My social media feed is full of Australian friends calling Americans stupid. I understand. There is a bitter taste in my mouth, too. But outrage and name-calling is what got us here in the first place. If we don't change how we talk about and to people with opposing political views, Australia's future is not much brighter.
You see, Australians don't need a wall... because we have an ocean. Many Australians feel the same frustration as white, middle America -- loss of jobs, loss of authority, loss of respect and, most importantly, loss of identity. New waves of migrants make many of us feel uncomfortable. Women in leadership positions make us feel distrust. Is that racist? Is that sexist?
As a female immigrant, let me tell you -- whether it's racist or sexist is beside the point. You can't tell people how to feel. Regardless of what label you -- you elitist, feminist, latte-sipping hipster -- put on it, you can't change how people feel just by putting a nasty label on it. This is where we are going wrong.
Not long ago, Sonia Kruger got absolutely pillaged for voicing her opinion on immigration. There was widespread outrage. Do you think that outrage and public shaming changed her mind? Or the minds of people who think like her? NO.
What is missing from the political discourse is persuasion. Waleed Aly aside, there were few, if any, politicians or social commentators who responded in the wake of Kruger's comments with: "Look, I understand where those comments come from. They come from a place of fear in times of global uncertainty. But listen, let me tell you why giving into that fear is a mistake."
Unfortunately, one Waleed Aly video liked a gazillion times on Facebook does not an open dialogue make. In a world where people can choose their own news source, it is not good enough to have only a handful of social commentators trying to use logic and rational arguments to persuade the other side. We all need to engage with people who have a different view. But, most importantly, we need our politicians to do exactly what they were elected to do and lead.
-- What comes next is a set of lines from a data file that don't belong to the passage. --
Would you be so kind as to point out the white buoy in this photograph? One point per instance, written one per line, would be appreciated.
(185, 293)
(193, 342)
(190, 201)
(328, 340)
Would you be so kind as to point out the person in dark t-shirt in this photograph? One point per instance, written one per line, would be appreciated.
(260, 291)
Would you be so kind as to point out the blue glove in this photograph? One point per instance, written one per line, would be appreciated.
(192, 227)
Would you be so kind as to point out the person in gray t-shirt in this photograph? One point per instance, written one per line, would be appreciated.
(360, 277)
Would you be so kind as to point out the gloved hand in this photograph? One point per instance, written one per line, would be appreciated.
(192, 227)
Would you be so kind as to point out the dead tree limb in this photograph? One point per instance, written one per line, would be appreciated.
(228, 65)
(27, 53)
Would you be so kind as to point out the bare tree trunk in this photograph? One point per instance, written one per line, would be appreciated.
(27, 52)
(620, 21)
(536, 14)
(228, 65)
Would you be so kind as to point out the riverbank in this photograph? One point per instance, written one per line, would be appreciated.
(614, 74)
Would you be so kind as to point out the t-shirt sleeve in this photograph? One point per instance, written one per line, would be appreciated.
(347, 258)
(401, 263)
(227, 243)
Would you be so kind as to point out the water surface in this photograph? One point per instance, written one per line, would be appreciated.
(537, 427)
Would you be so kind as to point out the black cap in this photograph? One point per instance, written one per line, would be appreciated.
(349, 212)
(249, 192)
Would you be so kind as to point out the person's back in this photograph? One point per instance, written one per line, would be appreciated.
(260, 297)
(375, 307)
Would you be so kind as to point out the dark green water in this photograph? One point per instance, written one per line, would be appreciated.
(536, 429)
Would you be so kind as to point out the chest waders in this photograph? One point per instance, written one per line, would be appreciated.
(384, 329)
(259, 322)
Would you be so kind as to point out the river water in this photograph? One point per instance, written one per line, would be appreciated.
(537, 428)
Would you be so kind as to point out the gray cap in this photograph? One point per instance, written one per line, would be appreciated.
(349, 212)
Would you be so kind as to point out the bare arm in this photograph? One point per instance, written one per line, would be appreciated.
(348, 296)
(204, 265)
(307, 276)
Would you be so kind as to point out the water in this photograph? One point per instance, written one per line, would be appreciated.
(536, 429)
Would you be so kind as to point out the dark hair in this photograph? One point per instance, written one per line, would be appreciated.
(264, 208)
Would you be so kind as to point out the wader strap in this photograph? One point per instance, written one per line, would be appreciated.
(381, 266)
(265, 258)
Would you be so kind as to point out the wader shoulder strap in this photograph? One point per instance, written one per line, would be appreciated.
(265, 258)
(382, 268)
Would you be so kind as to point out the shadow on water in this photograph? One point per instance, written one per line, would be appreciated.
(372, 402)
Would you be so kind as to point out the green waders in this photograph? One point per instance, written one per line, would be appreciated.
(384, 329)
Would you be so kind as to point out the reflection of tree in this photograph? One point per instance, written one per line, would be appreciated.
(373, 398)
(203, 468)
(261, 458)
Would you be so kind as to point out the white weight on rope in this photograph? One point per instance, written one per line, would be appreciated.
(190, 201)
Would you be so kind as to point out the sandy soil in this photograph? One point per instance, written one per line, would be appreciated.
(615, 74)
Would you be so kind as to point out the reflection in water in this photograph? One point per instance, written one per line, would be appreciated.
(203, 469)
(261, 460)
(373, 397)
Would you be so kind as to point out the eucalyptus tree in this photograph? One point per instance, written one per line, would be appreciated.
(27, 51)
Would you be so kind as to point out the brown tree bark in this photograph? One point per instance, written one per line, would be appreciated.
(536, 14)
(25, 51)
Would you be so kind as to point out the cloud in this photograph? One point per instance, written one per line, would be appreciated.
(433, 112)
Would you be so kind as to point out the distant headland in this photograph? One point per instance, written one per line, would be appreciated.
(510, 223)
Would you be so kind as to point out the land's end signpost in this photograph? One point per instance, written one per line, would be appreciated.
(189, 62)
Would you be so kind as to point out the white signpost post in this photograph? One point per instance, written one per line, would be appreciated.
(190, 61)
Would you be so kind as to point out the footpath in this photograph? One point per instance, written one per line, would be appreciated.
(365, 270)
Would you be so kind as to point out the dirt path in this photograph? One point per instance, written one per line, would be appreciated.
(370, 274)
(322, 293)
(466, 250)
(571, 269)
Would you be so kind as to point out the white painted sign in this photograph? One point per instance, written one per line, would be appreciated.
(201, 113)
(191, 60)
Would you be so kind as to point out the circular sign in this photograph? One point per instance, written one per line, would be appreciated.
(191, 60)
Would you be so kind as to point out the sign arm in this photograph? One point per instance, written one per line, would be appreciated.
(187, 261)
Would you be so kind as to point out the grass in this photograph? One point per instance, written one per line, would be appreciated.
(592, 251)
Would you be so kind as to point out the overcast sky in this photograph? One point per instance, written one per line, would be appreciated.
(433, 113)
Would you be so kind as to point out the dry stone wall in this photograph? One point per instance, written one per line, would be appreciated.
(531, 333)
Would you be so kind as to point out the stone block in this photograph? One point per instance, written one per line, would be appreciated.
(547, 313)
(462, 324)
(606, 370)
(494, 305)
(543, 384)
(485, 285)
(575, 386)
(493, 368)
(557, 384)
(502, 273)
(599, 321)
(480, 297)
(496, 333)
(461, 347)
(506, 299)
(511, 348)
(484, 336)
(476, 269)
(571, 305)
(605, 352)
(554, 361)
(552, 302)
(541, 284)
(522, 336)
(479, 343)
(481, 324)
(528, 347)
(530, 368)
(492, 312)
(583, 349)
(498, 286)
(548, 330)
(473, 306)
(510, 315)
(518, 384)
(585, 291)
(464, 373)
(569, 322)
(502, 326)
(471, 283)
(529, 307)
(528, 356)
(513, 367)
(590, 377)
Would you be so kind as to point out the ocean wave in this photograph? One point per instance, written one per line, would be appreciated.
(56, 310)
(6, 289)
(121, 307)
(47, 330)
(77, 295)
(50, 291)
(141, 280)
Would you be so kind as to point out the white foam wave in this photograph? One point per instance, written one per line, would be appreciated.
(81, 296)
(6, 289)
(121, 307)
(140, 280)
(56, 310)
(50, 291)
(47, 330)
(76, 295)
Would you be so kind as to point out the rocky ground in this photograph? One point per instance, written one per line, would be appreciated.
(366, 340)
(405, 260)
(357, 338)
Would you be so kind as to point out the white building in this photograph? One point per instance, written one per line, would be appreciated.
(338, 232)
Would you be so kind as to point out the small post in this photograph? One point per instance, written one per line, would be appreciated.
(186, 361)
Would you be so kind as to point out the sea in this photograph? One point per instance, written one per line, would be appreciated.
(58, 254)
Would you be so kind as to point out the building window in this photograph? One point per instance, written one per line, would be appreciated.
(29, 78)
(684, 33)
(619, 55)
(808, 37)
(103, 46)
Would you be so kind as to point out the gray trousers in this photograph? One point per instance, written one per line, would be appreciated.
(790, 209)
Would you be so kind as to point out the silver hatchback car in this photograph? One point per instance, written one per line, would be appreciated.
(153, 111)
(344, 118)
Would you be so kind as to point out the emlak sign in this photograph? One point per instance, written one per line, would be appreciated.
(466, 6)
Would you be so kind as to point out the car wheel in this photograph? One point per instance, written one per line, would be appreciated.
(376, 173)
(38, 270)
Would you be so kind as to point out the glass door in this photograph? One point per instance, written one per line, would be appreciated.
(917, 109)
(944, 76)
Leadership means taking people along with you. It means persuading people who otherwise would be temped to give in to an easy option. It means listening to people's concerns and explaining how those concerns will be addressed. What leadership isn't, Mr Turnbull, is trying to appease those feelings of fear by rolling out a policy platform that reinforces that fear. You've stopped the boats, you've stopped gay marriage, but the fear is still there. Every time you give in a little bit more to the fear of the other, to the fear of the unknown, you reinforce stereotypes, you reinforce fears, and you push the people of Australia further apart from one another.
Regardless of your political persuasion, it is time Australians and our leaders re-learned how to have a conversation without resorting to names, labels and public shaming. The art of persuasion -- let's bring it back.